The usage of wide color volumes within the camera during image acquisition for HDR-imagery is common nowadays. However, these color volumes are often manufacturer-specific and get minimized and transformed into a higher-order, standardized color system, such as ITU-R BT.709. Not every process-chain for video-imagery is currently capable of handling such wide color volumes. The outstanding color-capture-characteristics of prevailing image sensors therefore do not get used enough yet. Most image reproduction devices won’t be able to display High Dynamic Range (HDR) – and Wide Color Gamut (WCG) – content accurately in the near future. This justifies the current development of products that convert HDR-imagery to SDR-imagery with the aim of keeping the original look and the picture intent of the grading – or video-engineer. When we bring up HDR- to SDR-transformation, a focus should be set on an accurate color volume transformation. This aspect of a conversion process is of particular importance because certain colors, eg. patented colors, should cause the same visual impression on all reproduction devices. Visual artefacts, such as hueshifts, banding or unwanted constant color regions, caused by clipped or incorrect converted colors could violate this rule. In order to transform HDR- to SDR-content, a brightness compensation (tonemapping) will usually be performed as the difference in brightness between HDR and SDR is most visible. Rarely an accurate color volume transformation is performed. A novel HDR-SDR-transformation-algorithm will be presented in this paper as well as the underlying basics of constant-luminance color volumes and general transformation procedures. The newly designed algorithm is adaptable for different use cases. It can be used on an image after a tonemapping operation was conducted, or it can be used as a static conversion method between HDR and SDR. The aim of the algorithm is to convert colors from a source color volume into a target color volume in a way that the converted colors stay distinguishable and no clipping is necessary. The algorithm combines advantages of legacy conversion methods, such as hue-adaptation, softclipping and lightness- and core-region-preservation. It is based on a constant-luminance color-representation, enabling the display of colors with a luminance of up to 10.000 cd/m² (PQ-EOTF, ITU-R BT.2100) and enabling the display of all colors inside the spectral locus.

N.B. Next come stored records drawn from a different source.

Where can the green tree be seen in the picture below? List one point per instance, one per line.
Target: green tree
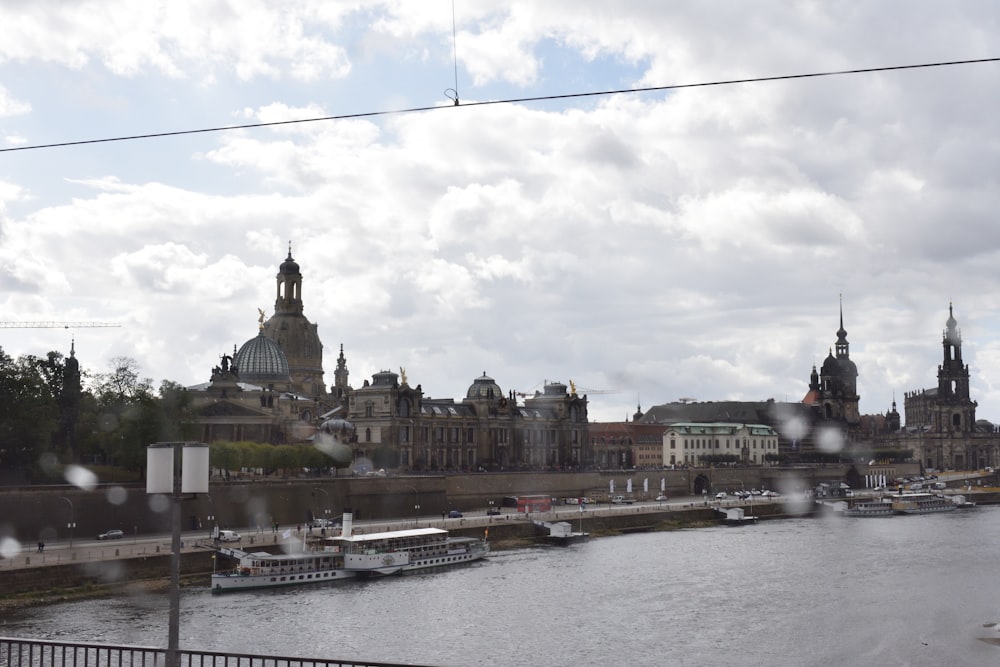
(128, 419)
(28, 412)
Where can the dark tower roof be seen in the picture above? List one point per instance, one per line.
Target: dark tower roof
(260, 361)
(484, 387)
(289, 266)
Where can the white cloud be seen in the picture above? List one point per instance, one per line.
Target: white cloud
(691, 243)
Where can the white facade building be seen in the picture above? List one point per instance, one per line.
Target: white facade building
(688, 443)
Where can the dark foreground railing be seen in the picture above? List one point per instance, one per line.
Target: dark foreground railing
(45, 653)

Technical Depth of Presentation
The paper/presentation will cover fundamentals of color-representations. These are fairly easy to understand and have a basic to fundamental technical depth. The paper/presentation will also cover the mechanics of the color-volume transformation algorithm. These could be categorized with an intermediate technical depth. The overall technical depth of the paper/presentation should therefore be categorized with an intermediate technical depth.
What Attendees will Benefit Most from this Presentation
The ideal audience would be a mix of engineers, technologists and researchers. The presented algorithm and the scientific field are more targeted towards researchers, developers and production engineers. Engineers could benefit from this presentation due to a better understanding of the underlying concepts of color-representations.

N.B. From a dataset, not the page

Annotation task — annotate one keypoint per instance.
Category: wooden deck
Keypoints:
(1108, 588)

Take-Aways from this Presentation
• The importance of the usage of perception-accurate and constant-luminance color-representations for HDR-imagery will be presented. The consequences of a HDR-SDR conversion will be shown, if the conversion takes place in a non-constant luminance color representation with a less than optimal decorrelation between the color-difference and luminance channels.
• A comparison of simple HDR-SDR conversion methods with sophisticated approaches (proposed algorithm) will be shown. If the color- and luminance differences between HDR and SDR are small, simple conversion methods, such as RGB-clipping or CIE1931-xy-clipping provide sufficient accuracy. For HDR-imagery that highly exceeds the color- and luminance range of SDR, these conversion methods introduce unwanted artefacts.
• The importance of the usage of perception accurate color-volume mapping systems will be presented and how such a mapping system can improve simple conversion techniques. The advantages of perception accurate conversion techniques over clipping will be shown, as well as the technical background of it. A visual quality comparison will be drawn, that also shows how color-volume mapping can further improve HDR-SDR-tonemapping operations on an image.